# So who wants a fight??



## sanchez (Nov 9, 2006)

http://king-sanch.mybrute.com

Wastes half an hour!!


----------



## Deano (Jul 7, 2006)

i fought you. 

http://deanski.mybrute.com


----------



## Judas (Jul 3, 2008)

geeks.......lol


----------



## sanchez (Nov 9, 2006)

Judas said:


> geeks.......lol


Notice you there aswell though:thumb:


----------



## Needs a clean (May 24, 2008)

Sanchez, your games bore me to tears!!!!


----------



## sanchez (Nov 9, 2006)

So does your chat...Beat it!!!!!!!!!!!:thumb:


----------



## Needs a clean (May 24, 2008)

sanchez said:


> So does your chat...Beat it!!!!!!!!!!!:thumb:


:lol::lol::lol::lol::lol::lol: c0ck!!!!!!!!!


----------



## Judas (Jul 3, 2008)

sanchez said:


> Notice you there aswell though:thumb:


errm ermm............no way man......chyeah right...:thumb:


----------



## sanchez (Nov 9, 2006)

Needs a clean said:


> :lol::lol::lol::lol::lol::lol: c0ck!!!!!!!!!

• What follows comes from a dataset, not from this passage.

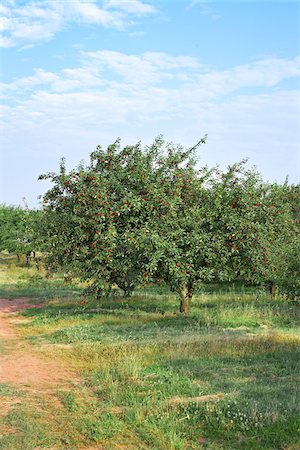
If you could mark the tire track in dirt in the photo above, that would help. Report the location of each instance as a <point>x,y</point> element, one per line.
<point>21,365</point>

So hows the office work now??


----------



## Needs a clean (May 24, 2008)

sanchez said:


> So hows the office work now??


Booooooring!!!! Up the road i soul destroying min, but the Mo office is nae too bad. You heard anything yet?


----------



## sanchez (Nov 9, 2006)

Needs a clean said:


> Booooooring!!!! Up the road i soul destroying min, but the Mo office is nae too bad. You heard anything yet?


Nothing as yet, there supposedly waiting to here back from the Aberdeen office before they start seeing people for it....Well that's what im getting told anyway


----------